Dossier : L'automobileMagazine N°557 Septembre 2000
Par Jean-Martin FOLZ (66)

Les facteurs clés de réussite sur le marché mondial

Les facteurs clés de réussite sur le marché mondial

L’au­to­mo­bile n’est pas une com­mod­ité, c’est un pro­duit de mar­que dont l’évo­lu­tion va dans le sens d’une diver­sité tou­jours crois­sante des mod­èles, pour répon­dre aux attentes de plus en plus dif­féren­ciées de nom­breux marchés aux goûts et aux deman­des bien dis­tincts. Le con­cept de voiture mon­di­ale a aujour­d’hui été aban­don­né par ses derniers défenseurs, et le nom­bre glob­al d’u­nités pro­duites, s’il est un fac­teur clé de suc­cès lorsqu’il s’ag­it de lin­gots d’a­lu­mini­um ou de tonnes de sucre, ne paraît pas être le paramètre cen­tral d’une stratégie auto­mo­bile : sans même évo­quer la réus­site de ” spé­cial­istes ” comme BMW ou Porsche, il suf­fit de com­par­er les per­for­mances de Gen­er­al Motors et de Hon­da pour s’en convaincre.

Sur un marché très seg­men­té, en con­stante évo­lu­tion, le fac­teur clé de réus­site paraît man­i­feste­ment être la capac­ité à lancer à un rythme soutenu des mod­èles attrac­t­ifs à des prix com­péti­tifs ; la ques­tion que doit se pos­er PSA Peu­geot-Cit­roën, 6e con­struc­teur mon­di­al de voitures dans la clas­si­fi­ca­tion OICA des groupes con­solidés, avec quelque 5 % de part de marché, est de savoir si sa taille est d’une manière ou d’une autre un obsta­cle à l’ob­ten­tion de prix de revient compétitifs.

Où la taille est importante

Au plan indus­triel, la taille opti­male des out­ils de pro­duc­tion auto­mo­bile fait l’ob­jet d’un large con­sen­sus : le cen­tre de mon­tage idéal a une capac­ité de 1 200 à 1 500 voitures par jour en deux équipes et la ligne de moteurs la plus pro­duc­tive atteint 2 000 à 2 500 moteurs par jour en trois équipes.
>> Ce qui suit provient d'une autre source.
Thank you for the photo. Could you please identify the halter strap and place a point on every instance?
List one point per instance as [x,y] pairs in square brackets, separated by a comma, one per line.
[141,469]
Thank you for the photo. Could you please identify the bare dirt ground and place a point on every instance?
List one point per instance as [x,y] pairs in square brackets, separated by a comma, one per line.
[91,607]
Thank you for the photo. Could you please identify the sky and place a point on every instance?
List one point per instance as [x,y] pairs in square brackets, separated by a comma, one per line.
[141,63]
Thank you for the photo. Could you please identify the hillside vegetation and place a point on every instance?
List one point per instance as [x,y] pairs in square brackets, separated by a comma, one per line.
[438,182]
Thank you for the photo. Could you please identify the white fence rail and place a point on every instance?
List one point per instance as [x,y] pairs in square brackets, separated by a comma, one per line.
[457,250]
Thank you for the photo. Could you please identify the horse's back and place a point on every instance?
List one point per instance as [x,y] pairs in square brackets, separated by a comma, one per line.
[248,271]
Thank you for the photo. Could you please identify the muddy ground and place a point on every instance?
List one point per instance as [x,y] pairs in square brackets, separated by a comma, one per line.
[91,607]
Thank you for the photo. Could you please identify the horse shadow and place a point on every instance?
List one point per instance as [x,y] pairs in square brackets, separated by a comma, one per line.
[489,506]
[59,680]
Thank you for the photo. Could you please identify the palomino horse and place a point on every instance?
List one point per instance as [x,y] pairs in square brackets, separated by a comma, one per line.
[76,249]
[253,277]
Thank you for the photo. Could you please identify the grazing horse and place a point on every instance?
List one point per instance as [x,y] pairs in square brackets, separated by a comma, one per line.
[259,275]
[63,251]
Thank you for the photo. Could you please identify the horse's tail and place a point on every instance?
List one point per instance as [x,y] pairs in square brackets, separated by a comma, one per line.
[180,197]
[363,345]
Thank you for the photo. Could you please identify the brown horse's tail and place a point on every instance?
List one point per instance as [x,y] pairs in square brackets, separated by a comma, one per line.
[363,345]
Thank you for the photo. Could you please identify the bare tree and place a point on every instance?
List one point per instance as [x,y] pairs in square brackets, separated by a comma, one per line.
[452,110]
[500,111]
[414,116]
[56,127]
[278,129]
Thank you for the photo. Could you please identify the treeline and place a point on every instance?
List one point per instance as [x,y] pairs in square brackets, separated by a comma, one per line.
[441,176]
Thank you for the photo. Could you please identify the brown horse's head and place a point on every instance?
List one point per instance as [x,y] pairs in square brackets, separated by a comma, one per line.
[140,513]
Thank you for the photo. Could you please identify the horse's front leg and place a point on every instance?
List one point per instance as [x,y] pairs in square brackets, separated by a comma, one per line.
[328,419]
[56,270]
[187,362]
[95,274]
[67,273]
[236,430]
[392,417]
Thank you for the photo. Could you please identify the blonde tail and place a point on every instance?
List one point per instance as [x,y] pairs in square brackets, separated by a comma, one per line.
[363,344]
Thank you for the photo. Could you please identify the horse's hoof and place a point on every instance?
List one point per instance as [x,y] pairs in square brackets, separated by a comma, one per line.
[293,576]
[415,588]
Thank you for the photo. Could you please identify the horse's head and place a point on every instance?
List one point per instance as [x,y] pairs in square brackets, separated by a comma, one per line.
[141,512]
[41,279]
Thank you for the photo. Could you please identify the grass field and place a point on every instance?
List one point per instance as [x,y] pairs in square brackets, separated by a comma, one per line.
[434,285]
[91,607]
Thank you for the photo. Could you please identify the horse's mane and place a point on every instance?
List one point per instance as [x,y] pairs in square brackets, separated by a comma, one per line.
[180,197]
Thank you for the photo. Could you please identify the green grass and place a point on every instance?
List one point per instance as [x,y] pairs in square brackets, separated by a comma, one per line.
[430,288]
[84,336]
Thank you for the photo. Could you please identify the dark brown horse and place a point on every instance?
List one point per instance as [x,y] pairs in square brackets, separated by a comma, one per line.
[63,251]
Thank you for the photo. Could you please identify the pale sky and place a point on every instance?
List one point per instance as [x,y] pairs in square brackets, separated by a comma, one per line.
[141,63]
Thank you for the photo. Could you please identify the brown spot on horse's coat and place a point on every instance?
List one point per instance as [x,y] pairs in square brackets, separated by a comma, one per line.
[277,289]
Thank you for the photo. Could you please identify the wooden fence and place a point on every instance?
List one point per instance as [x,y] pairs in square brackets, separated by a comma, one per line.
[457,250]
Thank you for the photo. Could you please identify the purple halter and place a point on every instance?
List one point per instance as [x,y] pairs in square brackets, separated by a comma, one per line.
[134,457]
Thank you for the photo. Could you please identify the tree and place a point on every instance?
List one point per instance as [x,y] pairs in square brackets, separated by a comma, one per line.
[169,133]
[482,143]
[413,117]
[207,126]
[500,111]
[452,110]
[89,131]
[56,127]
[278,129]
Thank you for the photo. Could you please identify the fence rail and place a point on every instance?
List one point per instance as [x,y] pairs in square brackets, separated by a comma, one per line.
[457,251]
Avec une pro­duc­tion d’au­to­mo­biles supérieure à 12 000 par jour et une pro­duc­tion de moteurs voi­sine de 14 000 par jour le groupe PSA Peu­geot-Cit­roën n’a pas de prob­lème de taille pour sat­ur­er un nom­bre raisonnable d’u­nités de pro­duc­tion de taille mondiale.
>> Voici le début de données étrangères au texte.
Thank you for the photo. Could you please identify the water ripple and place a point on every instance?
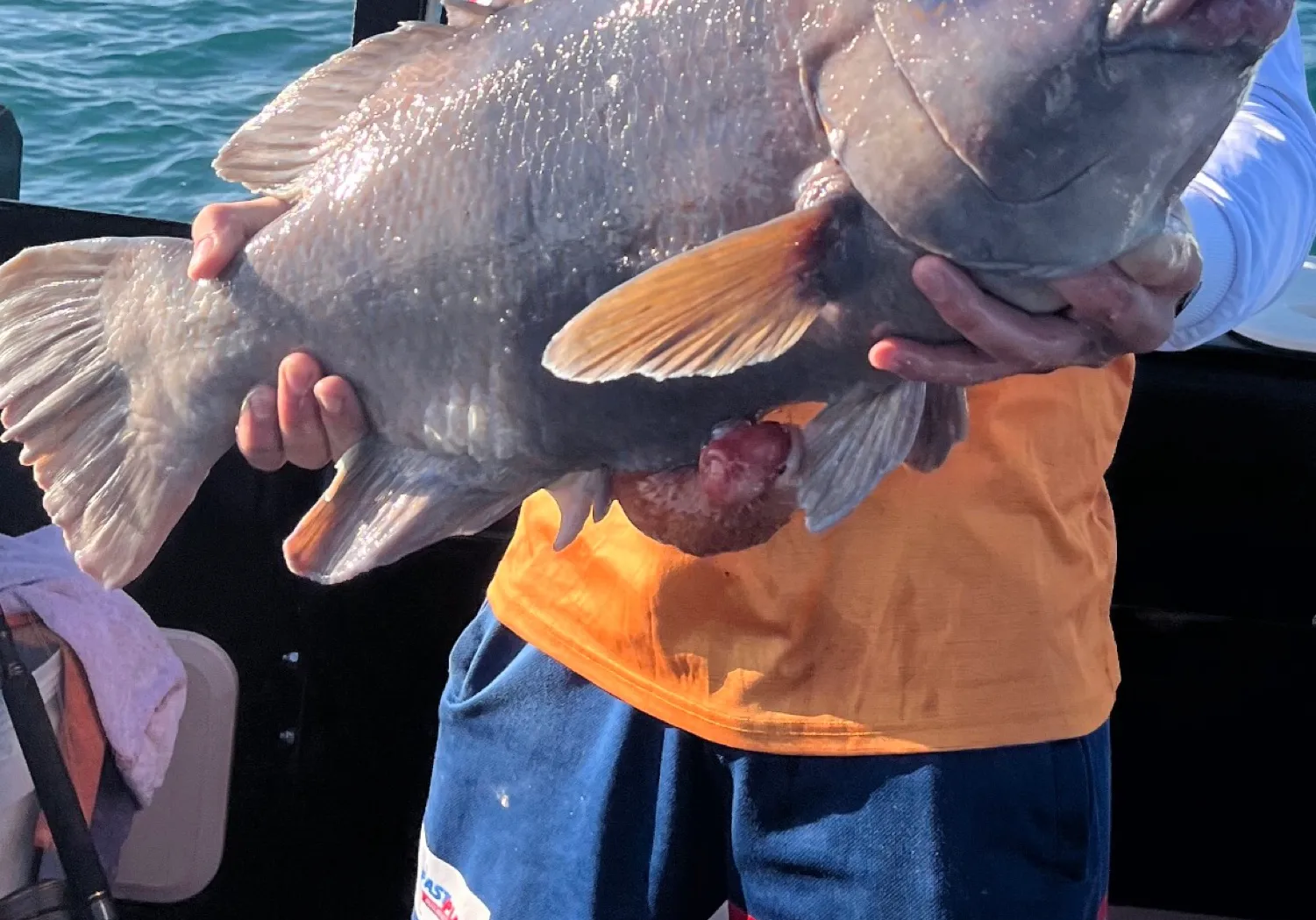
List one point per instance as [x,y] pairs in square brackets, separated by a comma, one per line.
[124,103]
La vraie ques­tion est ailleurs ; l’ef­fet de taille est-il déter­mi­nant lorsqu’il s’ag­it de répar­tir des dépens­es de recherche et de développe­ment sur des séries assez longues, ou de dis­cuter de prix avec des four­nisseurs sur la base de vol­umes assez impor­tants ? À l’év­i­dence, oui. Mais encore une fois, il ne s’ag­it pas de séries de voitures, dont la dif­féren­ci­a­tion crois­sante est patente, mais de vol­umes de pièces, de com­posants, d’or­ganes des­tinés à l’assem­blage de ces voitures. Cette impérieuse recherche de vol­umes de pro­duc­tion plus con­séquents inspire le mou­ve­ment mon­di­al de restruc­tura­tion de l’in­dus­trie des équipements pour auto­mo­biles, un mou­ve­ment qui, lui, est fondé sur d’indis­cuta­bles con­sid­éra­tions économiques.
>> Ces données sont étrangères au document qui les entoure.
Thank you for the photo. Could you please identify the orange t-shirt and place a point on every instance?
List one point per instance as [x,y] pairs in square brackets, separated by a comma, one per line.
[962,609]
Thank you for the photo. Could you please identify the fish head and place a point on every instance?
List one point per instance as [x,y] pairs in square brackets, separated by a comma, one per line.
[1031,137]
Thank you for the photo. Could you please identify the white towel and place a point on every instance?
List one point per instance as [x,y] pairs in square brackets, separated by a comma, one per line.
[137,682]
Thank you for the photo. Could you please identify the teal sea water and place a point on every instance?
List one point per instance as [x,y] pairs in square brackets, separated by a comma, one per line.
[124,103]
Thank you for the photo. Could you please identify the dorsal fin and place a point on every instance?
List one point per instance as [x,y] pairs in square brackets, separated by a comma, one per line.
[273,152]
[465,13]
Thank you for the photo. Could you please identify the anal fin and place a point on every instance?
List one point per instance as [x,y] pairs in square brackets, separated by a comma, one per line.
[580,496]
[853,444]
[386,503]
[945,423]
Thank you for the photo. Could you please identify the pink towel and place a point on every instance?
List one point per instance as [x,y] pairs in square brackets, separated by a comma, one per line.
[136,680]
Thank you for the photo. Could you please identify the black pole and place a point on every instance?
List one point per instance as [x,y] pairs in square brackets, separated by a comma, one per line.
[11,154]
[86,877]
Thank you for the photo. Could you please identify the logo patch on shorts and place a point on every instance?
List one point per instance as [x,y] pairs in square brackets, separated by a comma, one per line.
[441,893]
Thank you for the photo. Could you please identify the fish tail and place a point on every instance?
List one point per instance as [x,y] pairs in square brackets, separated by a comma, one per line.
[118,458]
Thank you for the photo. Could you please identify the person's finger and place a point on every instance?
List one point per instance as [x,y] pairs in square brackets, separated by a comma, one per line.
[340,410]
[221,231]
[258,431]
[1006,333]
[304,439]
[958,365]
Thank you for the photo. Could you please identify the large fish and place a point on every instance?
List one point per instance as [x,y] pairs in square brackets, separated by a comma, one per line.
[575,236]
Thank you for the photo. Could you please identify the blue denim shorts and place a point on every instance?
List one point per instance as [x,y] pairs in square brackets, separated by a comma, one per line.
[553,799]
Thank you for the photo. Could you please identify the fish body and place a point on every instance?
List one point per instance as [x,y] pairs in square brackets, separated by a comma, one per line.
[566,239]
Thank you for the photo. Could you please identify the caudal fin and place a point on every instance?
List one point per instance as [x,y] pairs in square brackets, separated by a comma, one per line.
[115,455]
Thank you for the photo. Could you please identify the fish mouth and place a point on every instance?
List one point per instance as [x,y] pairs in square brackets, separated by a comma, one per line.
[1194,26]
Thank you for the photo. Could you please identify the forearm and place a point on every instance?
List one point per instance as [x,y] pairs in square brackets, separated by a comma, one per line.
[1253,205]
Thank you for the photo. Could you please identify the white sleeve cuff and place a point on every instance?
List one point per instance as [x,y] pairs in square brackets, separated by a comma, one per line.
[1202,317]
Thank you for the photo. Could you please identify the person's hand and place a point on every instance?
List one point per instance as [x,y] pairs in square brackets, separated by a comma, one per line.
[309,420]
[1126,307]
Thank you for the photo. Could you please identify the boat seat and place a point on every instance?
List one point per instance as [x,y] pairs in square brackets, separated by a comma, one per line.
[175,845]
Mais le con­struc­teur auto­mo­bile a lui aus­si un rôle majeur à jouer pour aug­menter les vol­umes et ratio­nalis­er la pro­duc­tion des pièces et des com­posants ; PSA Peu­geot-Cit­roën a pour sa part retenu trois voies de pro­gres­sion : la crois­sance interne, une forte com­mu­nauté de com­posants entre mod­èles dif­férents par appli­ca­tion d’une poli­tique de plates-formes, des parte­nar­i­ats ponctuels mais durables entre con­struc­teurs indépen­dants pour le développe­ment et la pro­duc­tion con­jointe de cer­tains organes ou con­sti­tu­ants d’au­to­mo­biles. Cha­cune de ces trois ori­en­ta­tions mérite un commentaire.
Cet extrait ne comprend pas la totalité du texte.